Scavenging of cytosolic octanoic acid by mutant LplA lipoate ligases allows growth of Escherichia coli strains lacking the LipB octanoyltransferase of lipoic acid synthesis

Fatemah A.M. Hermes, John E. Cronan

Research output: Contribution to journalArticlepeer-review

Abstract

The LipB octanoyltransferase catalyzes the first step of lipoic acid synthesis in Escherichia coli, transfer of the octanoyl moiety from octanoyl-acyl carrier protein to the lipoyl domains of the E2 subunits of the 2-oxoacid dehydrogenases of aerobic metabolism. Strains containing null mutations in lipB are auxotrophic for either lipoic acid or octanoic acid.

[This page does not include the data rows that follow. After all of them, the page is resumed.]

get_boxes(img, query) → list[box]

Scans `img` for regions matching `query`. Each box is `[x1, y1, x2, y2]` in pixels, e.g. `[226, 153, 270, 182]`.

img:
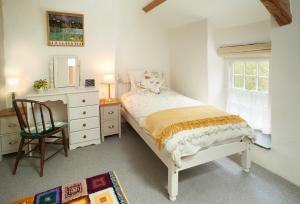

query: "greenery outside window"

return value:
[232, 60, 270, 92]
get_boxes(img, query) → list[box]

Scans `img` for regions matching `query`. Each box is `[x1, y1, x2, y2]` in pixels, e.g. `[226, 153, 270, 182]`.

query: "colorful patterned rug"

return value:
[12, 171, 128, 204]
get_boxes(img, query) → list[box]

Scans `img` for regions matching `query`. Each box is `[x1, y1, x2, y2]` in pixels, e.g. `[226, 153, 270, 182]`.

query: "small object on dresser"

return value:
[5, 78, 19, 111]
[85, 79, 95, 87]
[100, 98, 121, 141]
[103, 74, 115, 101]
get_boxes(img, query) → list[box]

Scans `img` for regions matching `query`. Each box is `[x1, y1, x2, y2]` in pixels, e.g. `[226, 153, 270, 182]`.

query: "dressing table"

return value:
[26, 56, 101, 150]
[26, 87, 100, 150]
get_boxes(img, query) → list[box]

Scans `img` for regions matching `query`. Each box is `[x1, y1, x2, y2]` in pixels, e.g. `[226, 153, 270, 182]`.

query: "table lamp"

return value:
[103, 74, 115, 101]
[5, 78, 19, 109]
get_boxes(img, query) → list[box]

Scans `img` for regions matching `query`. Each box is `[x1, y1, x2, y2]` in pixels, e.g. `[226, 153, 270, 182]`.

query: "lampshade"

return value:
[5, 78, 19, 92]
[103, 74, 115, 84]
[68, 58, 76, 67]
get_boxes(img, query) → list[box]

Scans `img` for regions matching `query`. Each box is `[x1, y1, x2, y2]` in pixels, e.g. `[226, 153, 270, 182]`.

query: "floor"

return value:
[255, 130, 272, 150]
[0, 125, 300, 204]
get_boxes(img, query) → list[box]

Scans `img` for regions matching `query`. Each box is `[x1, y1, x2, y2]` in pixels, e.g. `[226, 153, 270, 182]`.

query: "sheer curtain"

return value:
[227, 88, 271, 134]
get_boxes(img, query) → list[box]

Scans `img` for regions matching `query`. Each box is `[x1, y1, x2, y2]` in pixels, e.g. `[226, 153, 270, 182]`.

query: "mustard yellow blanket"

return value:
[143, 105, 245, 148]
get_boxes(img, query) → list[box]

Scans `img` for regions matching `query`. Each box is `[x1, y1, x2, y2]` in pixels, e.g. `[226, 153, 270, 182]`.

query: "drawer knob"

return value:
[8, 140, 18, 145]
[8, 123, 17, 128]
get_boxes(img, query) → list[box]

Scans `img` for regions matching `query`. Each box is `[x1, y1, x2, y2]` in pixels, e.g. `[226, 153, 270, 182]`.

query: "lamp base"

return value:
[106, 98, 113, 102]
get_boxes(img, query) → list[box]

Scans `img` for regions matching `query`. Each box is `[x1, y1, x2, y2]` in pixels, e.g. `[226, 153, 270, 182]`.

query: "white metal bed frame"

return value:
[117, 73, 252, 201]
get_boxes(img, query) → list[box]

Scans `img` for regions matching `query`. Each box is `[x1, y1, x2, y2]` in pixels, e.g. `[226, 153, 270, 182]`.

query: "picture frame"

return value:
[46, 11, 84, 47]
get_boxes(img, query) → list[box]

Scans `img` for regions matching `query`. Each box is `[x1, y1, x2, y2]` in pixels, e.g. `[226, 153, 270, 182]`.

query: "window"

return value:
[232, 60, 270, 92]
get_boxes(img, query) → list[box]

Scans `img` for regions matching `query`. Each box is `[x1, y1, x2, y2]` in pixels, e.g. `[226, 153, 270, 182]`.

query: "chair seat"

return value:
[20, 121, 67, 137]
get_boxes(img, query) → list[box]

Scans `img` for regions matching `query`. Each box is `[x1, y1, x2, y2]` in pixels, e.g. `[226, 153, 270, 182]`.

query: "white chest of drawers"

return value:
[0, 109, 20, 161]
[26, 88, 101, 150]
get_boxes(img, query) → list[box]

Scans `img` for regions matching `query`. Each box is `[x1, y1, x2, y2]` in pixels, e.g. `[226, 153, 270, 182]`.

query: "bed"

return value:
[119, 71, 255, 201]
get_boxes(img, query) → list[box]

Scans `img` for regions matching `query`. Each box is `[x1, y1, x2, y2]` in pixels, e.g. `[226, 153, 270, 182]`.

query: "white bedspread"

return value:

We report the isolation of two spontaneously arising mutant strains that allow growth of lipB strains on glucose minimal medium; we determined that suppression was caused by single missense mutations within the coding sequence of the gene (lplA) that encodes lipoate-protein ligase. The LplA proteins encoded by the mutant genes have reduced Km values for free octanoic acid and thus are able to scavenge cytosolic octanoic acid for octanoylation of lipoyl domains.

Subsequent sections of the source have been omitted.